What’s that crookedy street in San Francisco? Lombardy?

And the street next to Dealy Plaza next to the school book place?

And is there really a Boulevard of Broken Dreams somewhere?

And Lonely Street?

There are many in and around Los Angeles, albeit mostly thanks to being popularized on film and in song:
[li]Sunset Blvd[/li][li]Rodeo Dr[/li][li]Santa Monica Blvd[/li][li]Mulholland Dr[/li][li]Melrose Ave[/li][li]Wonderland Dr[/li][li]Olympic Blvd[/li][li]Rampart St[/li][li]Beverly Blvd[/li][li]Pacific Coast (Malibu) Highway (PCH)[/li][li]Avenue of the Stars[/li][/ul]
and of course
[li]Hollywood Blvd[/li][/ul]

Don’t forget Gretna Green, Bundy and Rockingham. :smiley:

A few examples for London, firstly which have some particular resononce, mainly cultural or historical:

Carnaby Street
Electric Avenue
Cable Street
Portobello Road
Abbey Road
Used as names of football grounds:

White Hart Lane
Vicarage Road
Loftus Road
And used as metaphors:

Downing Street
Fleet Street

I’d suggest 16th Street for the same reason. But maybe that’s just for us local people to know and everybody else to find out.

How about Massachusetts Ave (Embassy Row).

Wisconsin Ave and M Street (Georgetown thoroughfares).

Constitution and Independance? Both lined mostly by Smithsonian Museums, memorials and other government monoliths.

About 15 years ago everybody knew about 14th street. Some people think it still exists in that form today.

What do you know? Whats up with the detour on Demonbreun?
I think most people know about Ventura blvd. If onloy becuase of the Tom Petty Song. And speaking of music, I think most people that know anything about the history of music know about Beale Street.

ANd what about al the streets in Monopoly? Arn’t they real streets in Atliantic city or Atlanta or something?

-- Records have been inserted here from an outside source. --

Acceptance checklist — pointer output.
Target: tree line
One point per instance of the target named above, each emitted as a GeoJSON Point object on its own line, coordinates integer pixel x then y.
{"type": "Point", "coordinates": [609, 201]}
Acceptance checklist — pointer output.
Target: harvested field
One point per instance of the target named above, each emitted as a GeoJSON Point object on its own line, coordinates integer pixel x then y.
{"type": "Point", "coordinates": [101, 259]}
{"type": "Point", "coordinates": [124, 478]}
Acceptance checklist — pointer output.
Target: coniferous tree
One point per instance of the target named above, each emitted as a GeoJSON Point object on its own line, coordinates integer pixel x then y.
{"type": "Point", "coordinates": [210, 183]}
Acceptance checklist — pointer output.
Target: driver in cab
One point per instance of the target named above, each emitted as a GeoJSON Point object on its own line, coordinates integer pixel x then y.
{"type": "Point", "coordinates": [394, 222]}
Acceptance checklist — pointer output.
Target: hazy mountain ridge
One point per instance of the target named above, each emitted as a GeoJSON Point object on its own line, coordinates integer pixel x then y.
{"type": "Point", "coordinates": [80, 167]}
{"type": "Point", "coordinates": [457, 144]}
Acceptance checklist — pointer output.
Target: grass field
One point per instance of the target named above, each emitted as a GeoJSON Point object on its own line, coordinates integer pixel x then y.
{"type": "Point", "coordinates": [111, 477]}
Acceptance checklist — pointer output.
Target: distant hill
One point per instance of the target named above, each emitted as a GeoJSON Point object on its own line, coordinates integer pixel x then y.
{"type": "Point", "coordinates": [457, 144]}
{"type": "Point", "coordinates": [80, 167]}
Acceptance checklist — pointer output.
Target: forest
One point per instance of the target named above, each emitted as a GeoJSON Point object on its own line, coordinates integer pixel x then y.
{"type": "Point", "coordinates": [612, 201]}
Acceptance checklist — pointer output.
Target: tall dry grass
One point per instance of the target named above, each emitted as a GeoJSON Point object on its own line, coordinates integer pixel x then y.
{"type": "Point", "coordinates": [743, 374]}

As far as “name streets” go for NYC, I wouldn’t say “Avenue of the Americas” counts, most New Yorkers don’t even call it that (referring to it instead as “Sixth Avenue”). But Broadway is synonymous with live musicals, Madison Avenue with advertising, Park Avenue for tony elitism, and of course Wall Street for finance. Few people who haven’t lived or spent time in NYC would know more obscure associations, such as East 6th St. being called Indian Row due to all the Indian restaurants there (actually run by Bengalis), or Queens Boulevard having the local nickname of The Boulevard of Death. Though 125th Street has been widely popularized by hip-hop as a synonym for Harlem.

As a New Yorker, these are the “name streets” or locations I associate with cities other than NYC based on pop culture (not counting personal experiences traveling to these places):

L.A: Sunset Boulevard, Hollywood and Vine, Rodeo Drive, Ventura Boulevard
San Francisco: Lombard Street (“that funky steep wavy one”)
Chicago: Michigan Ave., Wacker Drive, The Loop
New Orleans: Bourbon St.
Miami: “The Strip” (I’m actually not sure what the “real” street name is)
Washington, D.C.: Pennsylvania Ave., The Mall
Philadelphia: South Street (thanks to Will Smith and Boyz-II-Men songs)

I also picture Las Vegas as being one long strip of neon-lit casinos, which it isn’t of course, so it must be a particular street – but I don’t know the name.

Yep, that’s where I get the association from. And now that you mention it, also Santa Monica Blvd. from the Sheryl Crow song All I Wanna Do.

Atlantic City. And the London version includes a few of the streets I mentioned already.